Reports are trickling in of the children who have been left behind. Some only months old.
On the one hand, there are critics who say these women are bad parents if they don’t give up the information that they have children here so they can be picked up and reunited with them.
And on the other hand, you have the alternative — places like the T. Don Hutto Residential facility that though it claims it keeps families together uses old-war scare tactics like threatening the young children if they don’t behave, they will be taken away from their mothers.
In fact, the humanitarian approach by ICE and Homeland Security has a long way to go according to the Women’s Commission for Refugee Women and Children.
They have released the most in-depth and impartial study on family immigrant detention titled “Locking Up Family Values: The Detention of Immigrant Families.”
And the thrust of the report is the United States has NO standards when it comes to detaining families.
Though the government wants to show it’s “tough on illegals,” it’s time to employ some common sense when processing women, and as much as I hate to say it, take advanatage of stereotype information as well.
1. Assume most women over the age of 18 are mothers.
2. Assume these children are very young, could be infants.
3. Assume these children are in the care of a family friend or family member.
4. Assume they are not going to betray the whereabouts of their children.

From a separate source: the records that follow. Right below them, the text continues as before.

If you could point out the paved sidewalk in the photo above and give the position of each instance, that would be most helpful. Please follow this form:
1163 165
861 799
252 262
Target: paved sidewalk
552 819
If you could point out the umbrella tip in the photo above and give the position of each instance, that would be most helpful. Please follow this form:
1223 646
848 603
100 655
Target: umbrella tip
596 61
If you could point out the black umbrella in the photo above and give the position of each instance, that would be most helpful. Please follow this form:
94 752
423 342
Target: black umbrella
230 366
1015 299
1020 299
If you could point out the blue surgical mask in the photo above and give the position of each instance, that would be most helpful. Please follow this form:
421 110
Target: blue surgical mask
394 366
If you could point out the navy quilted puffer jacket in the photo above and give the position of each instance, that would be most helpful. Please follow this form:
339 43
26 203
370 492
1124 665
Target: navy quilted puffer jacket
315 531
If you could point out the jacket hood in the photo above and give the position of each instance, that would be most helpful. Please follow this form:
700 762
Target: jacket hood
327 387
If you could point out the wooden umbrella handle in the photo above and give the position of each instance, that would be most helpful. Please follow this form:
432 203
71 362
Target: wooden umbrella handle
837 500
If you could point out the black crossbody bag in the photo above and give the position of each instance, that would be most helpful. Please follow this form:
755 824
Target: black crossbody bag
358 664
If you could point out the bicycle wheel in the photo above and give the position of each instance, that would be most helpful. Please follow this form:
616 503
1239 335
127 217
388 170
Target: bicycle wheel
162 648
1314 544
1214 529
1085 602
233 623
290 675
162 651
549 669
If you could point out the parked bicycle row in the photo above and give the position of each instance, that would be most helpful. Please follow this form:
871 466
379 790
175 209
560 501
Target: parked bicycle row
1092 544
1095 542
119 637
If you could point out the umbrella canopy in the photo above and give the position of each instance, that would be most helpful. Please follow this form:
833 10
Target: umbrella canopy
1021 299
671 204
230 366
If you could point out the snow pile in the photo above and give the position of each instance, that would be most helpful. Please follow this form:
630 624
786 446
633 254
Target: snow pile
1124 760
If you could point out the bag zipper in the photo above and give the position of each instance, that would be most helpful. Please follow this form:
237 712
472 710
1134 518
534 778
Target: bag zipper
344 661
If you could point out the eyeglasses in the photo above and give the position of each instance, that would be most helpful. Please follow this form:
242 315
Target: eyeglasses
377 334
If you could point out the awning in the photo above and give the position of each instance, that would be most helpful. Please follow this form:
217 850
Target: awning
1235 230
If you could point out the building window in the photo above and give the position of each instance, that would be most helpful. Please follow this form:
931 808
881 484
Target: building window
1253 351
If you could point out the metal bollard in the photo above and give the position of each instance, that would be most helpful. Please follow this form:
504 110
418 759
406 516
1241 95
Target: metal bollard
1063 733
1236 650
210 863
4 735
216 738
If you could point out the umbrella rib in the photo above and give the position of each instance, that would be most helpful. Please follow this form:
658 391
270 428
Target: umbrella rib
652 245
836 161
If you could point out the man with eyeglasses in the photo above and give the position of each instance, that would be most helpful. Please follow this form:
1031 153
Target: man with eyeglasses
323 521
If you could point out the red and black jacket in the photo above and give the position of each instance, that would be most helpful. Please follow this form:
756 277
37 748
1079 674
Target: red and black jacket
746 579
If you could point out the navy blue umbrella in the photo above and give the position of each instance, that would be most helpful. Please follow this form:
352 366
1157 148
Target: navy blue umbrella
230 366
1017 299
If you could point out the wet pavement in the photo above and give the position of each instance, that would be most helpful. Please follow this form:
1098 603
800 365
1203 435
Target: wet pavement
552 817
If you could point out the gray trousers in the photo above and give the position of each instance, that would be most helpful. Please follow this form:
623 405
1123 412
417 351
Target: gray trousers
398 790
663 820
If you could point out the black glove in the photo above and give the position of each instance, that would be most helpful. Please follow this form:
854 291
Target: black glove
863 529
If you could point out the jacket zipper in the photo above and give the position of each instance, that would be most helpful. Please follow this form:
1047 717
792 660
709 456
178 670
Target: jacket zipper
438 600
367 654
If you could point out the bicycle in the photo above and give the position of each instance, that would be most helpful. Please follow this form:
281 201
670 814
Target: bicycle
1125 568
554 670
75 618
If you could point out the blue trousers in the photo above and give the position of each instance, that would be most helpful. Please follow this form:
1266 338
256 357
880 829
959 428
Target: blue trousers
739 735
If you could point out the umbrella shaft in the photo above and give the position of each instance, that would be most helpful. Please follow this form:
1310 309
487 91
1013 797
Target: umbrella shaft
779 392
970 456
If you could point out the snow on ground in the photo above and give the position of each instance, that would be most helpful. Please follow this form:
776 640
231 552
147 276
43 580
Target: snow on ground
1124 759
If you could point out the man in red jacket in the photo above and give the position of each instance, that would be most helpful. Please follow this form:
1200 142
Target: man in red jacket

5. Assume their children, especially under the age of 10, are U.S. citizens.
6. Assume that because their children are U.S. citizens, these women will do what it takes to correct their citizenship status.
7. Outfit these women with ankle bracelets to electronically monitor their whereabouts.
8. Set them up with a court date.
9. Issue them a special “employment permission” to work while their cases are being appealed.
10. Dictate that all family members must attend court proceedings.
These points would only cover non-Mexican undocumented women. Mexican women are subject to automatic deportation and there it is much trickier to determine if children are being left behind.
Of course, the best route to take is to call a moratorium on immigration round-ups and wait and see what Congress decides.
That is much more preferable than breeding a large group of children into becoming nothing more than this country’s version of “street children.” Like ones found all over South America who sleep wherever they can, pickpocket and steal just to get food – and these children are younger than 12 who do this.
Do we not have the foresight or do we not care, that this is what can happen in this country?